Basically every question in those notes is a test question on the final that has been slightly rewritten, basically just changing the numbers. In other words, if you paid fucking attention during the four days that we spent going over that nine page document, you had the entire test in front of you. And yes, the test was open notes. 45% of my kids failed with this document in front of them; most of them because they didn’t even glance at it during the test. (You may recall the test I gave a couple of years ago where I literally wrote the answers on the board and 23% of them failed. There is nothing I can do to get some of these kids to pass.)

Anyway. If you’ve read this far, go ahead and look through those notes, and keep in mind that I didn’t exactly keep that document a secret. I shared it with my boss and I gave it to my 8th grade partner teacher. I don’t think she used it with her class; I could be wrong.

You tell me: is this cheating?
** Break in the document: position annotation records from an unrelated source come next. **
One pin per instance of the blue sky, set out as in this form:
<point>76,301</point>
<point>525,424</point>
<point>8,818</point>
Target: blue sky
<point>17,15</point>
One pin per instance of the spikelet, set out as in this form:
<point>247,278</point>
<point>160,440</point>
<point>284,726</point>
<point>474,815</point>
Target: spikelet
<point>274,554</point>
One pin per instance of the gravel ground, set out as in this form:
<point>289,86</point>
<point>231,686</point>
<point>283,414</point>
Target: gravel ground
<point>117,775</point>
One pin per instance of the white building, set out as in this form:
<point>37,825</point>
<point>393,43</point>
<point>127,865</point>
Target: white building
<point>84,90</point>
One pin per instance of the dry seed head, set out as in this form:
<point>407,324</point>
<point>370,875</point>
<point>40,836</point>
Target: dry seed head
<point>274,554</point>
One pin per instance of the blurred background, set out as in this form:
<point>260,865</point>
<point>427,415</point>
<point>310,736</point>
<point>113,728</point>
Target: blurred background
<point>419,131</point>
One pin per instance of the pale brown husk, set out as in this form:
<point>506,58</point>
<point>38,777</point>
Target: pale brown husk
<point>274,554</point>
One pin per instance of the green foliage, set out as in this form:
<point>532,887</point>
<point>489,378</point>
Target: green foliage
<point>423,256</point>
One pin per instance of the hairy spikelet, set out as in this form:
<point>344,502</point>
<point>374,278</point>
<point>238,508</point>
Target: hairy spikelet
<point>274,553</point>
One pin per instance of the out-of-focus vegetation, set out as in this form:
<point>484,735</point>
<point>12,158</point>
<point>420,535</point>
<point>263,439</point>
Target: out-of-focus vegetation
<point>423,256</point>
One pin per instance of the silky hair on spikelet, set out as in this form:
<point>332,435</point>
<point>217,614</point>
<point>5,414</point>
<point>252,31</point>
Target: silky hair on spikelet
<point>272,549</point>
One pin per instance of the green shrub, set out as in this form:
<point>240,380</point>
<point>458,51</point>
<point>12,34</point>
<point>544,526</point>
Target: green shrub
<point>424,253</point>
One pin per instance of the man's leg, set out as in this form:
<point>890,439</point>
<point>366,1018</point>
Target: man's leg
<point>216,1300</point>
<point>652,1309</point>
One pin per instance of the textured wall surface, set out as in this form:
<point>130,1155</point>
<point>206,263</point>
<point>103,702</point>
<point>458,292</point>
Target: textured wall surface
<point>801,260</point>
Meeting the kids where they are? Something else? I don’t know. They did a lot better than I thought they were going to do initially, and there are still a bunch of questions on that test (not all of them, to be clear) that I think are manifestly unfair for 8th graders. Looking at the kids who failed anyway, honestly, I’m not sure how many of them were possible for me to get short of taking the test for them.

The question is whether I just give up on those kids next semester and leave them behind so that I can have the rest of them ready for a test like this without this degree of a crutch, or if I keep providing the crutch. I genuinely don’t know. I really don’t.

(*) To get a little bit further into the weeds, converting decimals to fractions and vice versa isn’t in 8th grade standards, and I don’t have time to teach it. So there is zero chance that I’m going to give my kids a question where that must happen in order to get the right answer. Because it introduces a source of error that is not “do the kids understand this 8th grade standard” and I’m not about that life.